Para Pessoas Físicas (PF)
O procedimento deve ser feito exclusivamente via smartphone. O investidor precisa baixar o Aplicativo do FGC (disponível nas lojas oficiais), realizar um cadastro com biometria facial e seguir as instruções na tela. Corretoras de valores, como a XP Investimentos, já começaram a disparar comunicados orientando seus clientes sobre a disponibilidade do saque. Após a assinatura digital do termo no app, o FGC estima que o valor caia na conta indicada em até dois dias úteis.
Para Pessoas Jurídicas (PJ)
Empresas que tinham o caixa alocado no Banco Pleno não conseguem fazer o processo pelo aplicativo. O representante legal da empresa (administrador ou procurador) deve solicitar a garantia do FGC acessando diretamente o Portal do Investidor. Após o preenchimento das informações societárias e bancárias iniciais, o FGC enviará um e-mail com as diretrizes finais. O pagamento corporativo é feito obrigatoriamente via transferência para uma conta (corrente ou poupança) de mesma titularidade (mesmo CNPJ) da empresa credora.
O tamanho do rombo: Atualização do caso Master
A liquidação do Banco Pleno é apenas uma fração do trabalho do FGC no caso Master. A entidade divulgou uma atualização impressionante sobre os pagamentos referentes às outras instituições do conglomerado:
- Bancos Master, Master de Investimento e Letsbank: O processo está na reta final. O FGC já pagou R$ 39 bilhões em garantias, o que equivale a 96% do valor total devido. Cerca de 689 mil investidores (89% dos credores) já foram ressarcidos.
- Will Bank: O FGC estima um passivo coberto de R$ 6,3 bilhões. A entidade ainda aguarda a lista oficial de credores para abrir os resgates gerais. No entanto, desde 13 de fevereiro, iniciou uma antecipação para clientes com saldos de até R$ 1.000 (via app do próprio Will Bank), já tendo pago R$ 124 milhões para mais de 1 milhão de pessoas.

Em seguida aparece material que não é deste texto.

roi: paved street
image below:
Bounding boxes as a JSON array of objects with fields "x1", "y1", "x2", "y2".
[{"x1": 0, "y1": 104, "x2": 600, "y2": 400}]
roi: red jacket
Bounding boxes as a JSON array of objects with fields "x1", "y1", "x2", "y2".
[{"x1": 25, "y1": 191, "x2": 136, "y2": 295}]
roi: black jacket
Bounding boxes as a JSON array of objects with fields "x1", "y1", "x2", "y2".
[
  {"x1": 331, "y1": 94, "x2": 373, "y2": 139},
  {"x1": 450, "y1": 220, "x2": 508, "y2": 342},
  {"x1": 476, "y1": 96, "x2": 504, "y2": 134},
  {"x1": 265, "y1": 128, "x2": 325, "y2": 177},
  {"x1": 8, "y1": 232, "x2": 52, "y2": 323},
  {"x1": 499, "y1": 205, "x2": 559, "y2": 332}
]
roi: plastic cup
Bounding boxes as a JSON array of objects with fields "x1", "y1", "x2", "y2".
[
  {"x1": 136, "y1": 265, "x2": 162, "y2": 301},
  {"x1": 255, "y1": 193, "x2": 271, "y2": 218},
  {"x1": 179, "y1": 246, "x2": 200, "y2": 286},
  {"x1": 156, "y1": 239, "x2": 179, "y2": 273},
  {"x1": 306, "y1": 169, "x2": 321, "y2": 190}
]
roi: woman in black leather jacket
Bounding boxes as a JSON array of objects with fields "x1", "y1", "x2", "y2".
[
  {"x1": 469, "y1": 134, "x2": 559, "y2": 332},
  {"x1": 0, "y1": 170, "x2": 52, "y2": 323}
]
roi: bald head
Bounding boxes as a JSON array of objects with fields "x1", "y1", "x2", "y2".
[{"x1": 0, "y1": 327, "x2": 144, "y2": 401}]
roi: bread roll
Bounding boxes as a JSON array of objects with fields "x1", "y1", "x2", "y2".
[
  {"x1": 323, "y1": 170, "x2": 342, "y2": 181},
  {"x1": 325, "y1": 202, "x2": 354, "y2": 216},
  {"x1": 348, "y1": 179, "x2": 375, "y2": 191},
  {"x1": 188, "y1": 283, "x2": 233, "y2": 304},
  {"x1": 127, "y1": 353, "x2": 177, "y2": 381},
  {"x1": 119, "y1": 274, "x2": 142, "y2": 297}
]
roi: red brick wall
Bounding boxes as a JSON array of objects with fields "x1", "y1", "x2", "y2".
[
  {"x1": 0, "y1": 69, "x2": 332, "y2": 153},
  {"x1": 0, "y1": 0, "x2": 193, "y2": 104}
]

- Banco Master Múltiplo: Liquidado em 17 de março, a instituição não possuía captação de depósitos elegíveis à cobertura, isentando o FGC de atuar neste CNPJ específico.
A agilidade do FGC na devolução de cifras que superam os R$ 40 bilhões testa e comprova a resiliência da rede de proteção do Sistema Financeiro Nacional (SFN) frente a eventos severos de crédito.